The hibiscus is trying not to be outdone. I didn’t think it would live inside over winter and said so to hubby — in the plant’s presence the other day. Something like — “this plant is not looking too good, I don’t think I’m going to be able to keep it“. The next day he (all my plants are he) opened a beautiful bloom and two days later, this one.
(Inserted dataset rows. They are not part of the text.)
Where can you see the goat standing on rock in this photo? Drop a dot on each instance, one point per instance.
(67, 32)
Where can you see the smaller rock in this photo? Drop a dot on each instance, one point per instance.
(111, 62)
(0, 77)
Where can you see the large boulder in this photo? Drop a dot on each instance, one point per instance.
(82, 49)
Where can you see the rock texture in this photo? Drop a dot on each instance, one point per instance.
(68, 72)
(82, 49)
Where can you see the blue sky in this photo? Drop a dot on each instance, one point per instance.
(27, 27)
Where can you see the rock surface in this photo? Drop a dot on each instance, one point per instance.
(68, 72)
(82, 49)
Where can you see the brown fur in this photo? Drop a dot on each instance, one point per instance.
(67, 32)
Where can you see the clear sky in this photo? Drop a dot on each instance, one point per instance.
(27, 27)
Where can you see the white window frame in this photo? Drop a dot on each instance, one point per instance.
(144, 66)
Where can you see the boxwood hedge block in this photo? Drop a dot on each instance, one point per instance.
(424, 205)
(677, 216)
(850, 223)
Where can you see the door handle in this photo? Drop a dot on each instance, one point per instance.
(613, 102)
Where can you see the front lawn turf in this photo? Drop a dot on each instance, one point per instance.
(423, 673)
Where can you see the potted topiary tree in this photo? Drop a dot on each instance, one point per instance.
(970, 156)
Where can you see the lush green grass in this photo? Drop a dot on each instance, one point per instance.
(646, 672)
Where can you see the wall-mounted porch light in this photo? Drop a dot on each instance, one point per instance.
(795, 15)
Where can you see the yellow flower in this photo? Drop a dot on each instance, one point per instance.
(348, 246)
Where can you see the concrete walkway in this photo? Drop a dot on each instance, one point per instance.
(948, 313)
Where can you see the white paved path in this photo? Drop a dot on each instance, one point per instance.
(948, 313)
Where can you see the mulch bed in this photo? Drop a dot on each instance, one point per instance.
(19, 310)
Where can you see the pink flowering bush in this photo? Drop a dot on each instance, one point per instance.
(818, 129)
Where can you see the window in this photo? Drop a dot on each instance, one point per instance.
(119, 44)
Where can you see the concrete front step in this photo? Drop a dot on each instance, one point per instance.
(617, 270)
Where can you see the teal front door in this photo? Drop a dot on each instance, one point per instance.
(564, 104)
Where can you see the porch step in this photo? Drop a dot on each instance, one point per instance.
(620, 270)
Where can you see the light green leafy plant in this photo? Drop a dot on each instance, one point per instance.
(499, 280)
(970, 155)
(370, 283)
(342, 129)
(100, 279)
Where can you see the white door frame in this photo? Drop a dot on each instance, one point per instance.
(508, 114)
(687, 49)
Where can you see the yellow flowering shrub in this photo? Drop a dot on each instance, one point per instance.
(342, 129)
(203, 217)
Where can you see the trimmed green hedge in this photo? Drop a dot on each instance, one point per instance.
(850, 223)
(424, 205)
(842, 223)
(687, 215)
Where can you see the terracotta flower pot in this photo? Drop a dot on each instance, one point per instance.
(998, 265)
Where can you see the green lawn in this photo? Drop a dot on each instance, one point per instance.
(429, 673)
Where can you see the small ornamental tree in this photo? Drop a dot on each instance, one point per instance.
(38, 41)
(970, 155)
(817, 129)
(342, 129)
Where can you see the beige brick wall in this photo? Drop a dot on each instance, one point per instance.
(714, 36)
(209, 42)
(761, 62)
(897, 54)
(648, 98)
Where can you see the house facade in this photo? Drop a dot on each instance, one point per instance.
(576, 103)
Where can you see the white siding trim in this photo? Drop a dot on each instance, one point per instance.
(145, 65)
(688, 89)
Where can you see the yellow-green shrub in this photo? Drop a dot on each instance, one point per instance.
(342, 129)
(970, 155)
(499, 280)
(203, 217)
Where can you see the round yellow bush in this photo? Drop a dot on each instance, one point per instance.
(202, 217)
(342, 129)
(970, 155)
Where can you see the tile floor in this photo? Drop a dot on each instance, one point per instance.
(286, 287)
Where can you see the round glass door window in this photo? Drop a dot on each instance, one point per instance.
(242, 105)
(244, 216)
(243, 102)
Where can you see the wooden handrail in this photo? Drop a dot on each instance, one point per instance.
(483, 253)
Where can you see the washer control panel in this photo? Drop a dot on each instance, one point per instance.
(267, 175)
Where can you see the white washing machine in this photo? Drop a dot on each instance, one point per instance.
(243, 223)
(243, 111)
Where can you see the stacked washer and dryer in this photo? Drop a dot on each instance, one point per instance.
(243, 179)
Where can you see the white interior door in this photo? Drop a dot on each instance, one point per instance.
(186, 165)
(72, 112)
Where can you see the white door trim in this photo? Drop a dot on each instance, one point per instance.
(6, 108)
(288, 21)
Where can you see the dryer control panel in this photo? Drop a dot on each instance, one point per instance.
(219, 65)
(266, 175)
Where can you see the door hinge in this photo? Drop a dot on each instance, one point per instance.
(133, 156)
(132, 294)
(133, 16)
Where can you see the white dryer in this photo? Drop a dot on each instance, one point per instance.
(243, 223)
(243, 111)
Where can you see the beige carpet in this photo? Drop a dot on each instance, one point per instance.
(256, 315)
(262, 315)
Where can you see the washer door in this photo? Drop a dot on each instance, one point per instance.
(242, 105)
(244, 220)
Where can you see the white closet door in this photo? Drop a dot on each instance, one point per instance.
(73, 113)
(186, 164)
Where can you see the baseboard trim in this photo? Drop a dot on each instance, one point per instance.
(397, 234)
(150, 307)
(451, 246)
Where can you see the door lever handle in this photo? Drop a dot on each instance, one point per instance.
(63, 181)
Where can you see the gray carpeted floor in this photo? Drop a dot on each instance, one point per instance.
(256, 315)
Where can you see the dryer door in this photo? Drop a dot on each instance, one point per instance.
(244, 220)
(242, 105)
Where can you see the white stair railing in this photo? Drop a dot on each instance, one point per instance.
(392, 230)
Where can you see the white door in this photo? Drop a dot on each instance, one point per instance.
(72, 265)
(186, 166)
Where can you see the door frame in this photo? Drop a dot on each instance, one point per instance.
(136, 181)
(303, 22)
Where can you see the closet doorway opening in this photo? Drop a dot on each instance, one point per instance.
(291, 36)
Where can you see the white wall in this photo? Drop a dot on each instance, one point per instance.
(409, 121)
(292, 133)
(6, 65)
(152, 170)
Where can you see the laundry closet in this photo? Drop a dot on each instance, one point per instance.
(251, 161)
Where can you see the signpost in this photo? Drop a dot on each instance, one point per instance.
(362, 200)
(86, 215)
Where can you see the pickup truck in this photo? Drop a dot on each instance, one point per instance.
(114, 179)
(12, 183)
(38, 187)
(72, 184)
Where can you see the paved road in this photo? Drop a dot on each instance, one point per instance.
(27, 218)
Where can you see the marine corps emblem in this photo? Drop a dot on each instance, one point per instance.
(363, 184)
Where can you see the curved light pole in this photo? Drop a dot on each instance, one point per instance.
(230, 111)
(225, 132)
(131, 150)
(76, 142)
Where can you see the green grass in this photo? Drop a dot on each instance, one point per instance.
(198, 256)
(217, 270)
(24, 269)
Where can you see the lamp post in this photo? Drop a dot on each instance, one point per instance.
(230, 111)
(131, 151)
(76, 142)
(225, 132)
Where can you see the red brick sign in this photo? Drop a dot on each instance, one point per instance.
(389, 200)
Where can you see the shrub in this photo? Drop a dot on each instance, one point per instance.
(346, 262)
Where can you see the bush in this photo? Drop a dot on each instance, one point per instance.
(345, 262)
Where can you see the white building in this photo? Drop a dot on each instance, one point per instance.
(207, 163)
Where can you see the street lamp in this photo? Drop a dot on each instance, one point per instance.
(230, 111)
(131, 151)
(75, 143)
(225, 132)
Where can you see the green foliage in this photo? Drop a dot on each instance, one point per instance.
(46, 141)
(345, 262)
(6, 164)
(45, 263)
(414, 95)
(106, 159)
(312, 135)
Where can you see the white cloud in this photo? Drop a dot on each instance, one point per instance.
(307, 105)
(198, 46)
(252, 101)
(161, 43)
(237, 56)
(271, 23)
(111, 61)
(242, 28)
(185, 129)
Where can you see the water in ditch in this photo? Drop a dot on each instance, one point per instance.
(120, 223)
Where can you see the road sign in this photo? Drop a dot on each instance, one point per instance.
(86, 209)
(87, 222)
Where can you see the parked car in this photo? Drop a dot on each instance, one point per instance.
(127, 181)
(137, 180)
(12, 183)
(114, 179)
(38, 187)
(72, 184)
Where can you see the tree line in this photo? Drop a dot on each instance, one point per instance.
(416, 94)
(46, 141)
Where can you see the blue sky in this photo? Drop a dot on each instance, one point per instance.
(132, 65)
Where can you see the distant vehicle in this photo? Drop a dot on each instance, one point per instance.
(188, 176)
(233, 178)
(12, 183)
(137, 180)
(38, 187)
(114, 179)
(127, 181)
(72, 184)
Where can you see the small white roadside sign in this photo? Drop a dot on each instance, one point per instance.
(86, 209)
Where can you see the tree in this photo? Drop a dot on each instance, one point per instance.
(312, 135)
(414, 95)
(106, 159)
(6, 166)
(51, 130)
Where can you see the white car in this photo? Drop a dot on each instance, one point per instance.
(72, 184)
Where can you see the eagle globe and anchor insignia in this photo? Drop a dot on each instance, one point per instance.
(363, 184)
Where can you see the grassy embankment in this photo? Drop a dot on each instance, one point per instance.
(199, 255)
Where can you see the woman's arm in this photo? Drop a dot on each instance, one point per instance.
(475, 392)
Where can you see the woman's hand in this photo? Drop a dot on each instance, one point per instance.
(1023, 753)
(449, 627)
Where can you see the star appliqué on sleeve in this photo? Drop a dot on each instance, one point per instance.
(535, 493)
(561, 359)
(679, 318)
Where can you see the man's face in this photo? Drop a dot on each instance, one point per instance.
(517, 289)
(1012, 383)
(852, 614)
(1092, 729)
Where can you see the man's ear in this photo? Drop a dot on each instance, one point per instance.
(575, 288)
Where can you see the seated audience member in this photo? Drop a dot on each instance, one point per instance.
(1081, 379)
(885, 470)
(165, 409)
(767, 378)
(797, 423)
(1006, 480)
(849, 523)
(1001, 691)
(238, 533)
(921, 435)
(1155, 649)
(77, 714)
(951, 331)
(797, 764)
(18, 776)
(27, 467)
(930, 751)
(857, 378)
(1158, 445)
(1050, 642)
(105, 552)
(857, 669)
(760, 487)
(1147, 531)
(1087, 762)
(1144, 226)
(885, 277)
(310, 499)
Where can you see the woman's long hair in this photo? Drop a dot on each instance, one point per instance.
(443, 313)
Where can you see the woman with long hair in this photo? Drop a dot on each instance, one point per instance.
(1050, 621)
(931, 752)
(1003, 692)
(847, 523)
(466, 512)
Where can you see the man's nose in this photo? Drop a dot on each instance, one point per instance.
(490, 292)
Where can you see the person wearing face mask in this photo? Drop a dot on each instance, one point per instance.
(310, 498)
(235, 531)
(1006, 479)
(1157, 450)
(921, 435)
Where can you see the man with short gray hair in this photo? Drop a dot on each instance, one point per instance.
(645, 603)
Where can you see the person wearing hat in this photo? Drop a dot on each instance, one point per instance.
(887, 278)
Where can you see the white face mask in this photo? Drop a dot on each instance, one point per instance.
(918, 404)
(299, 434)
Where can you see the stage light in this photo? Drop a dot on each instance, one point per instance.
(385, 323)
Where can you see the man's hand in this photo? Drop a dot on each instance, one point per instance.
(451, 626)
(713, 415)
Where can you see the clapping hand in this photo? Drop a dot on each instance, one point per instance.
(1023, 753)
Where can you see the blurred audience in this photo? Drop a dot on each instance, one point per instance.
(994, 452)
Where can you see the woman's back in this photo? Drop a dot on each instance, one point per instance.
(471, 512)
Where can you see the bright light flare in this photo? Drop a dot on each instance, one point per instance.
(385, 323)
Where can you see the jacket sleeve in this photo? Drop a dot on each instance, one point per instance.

Guess I was wrong and was being told so in the only way plants can talk — with outstanding beauty!

Oh yeah, it’s advent now.  Not much Christmas decorating has been done here — not much will be possible.  But I did purchase the advent candles.  I imagine every picture I take will have construction items in the background.

it's advent

If I turn my back and concentrate on my computer, I can almost pretend that my sitting room doesn’t actually look like this (photo on left).  But this beauty (photo on right) will soon be in my kitchen — with some handles on it so I can get the drawers open.

sitting room - really?





















And, last but not least, we have had two visitors for about a week that are to go home tomorrow.  They have been real quiet and don’t eat much.  Good house guests.

the big guy

the little guy


















Let the picture taking begin

It’s finally here!  Start date for the kitchen remodel, that is.  Hubby and I both took some photos of the old space so we can look back on them with fond (or not so fond) memories.  Over the Thanksgiving weekend, I smoked the ceiling accidentally with burning cranberries on the stove and  hubby cut his hand badly on broken glass and got blood all over the floor.  Then early this morning, the coffee maker malfunctioned for some reason and for the first time ever and ran coffee onto the counter, down the cabinet face, and onto the floor.  Guess we are getting our last oops in with the old kitchen and I’m certainly glad this didn’t happen with a new ceiling, new wooden floors and cabinet doors.  Time to charge those camera batteries and get ready to document the big (read that “expensive) renovation!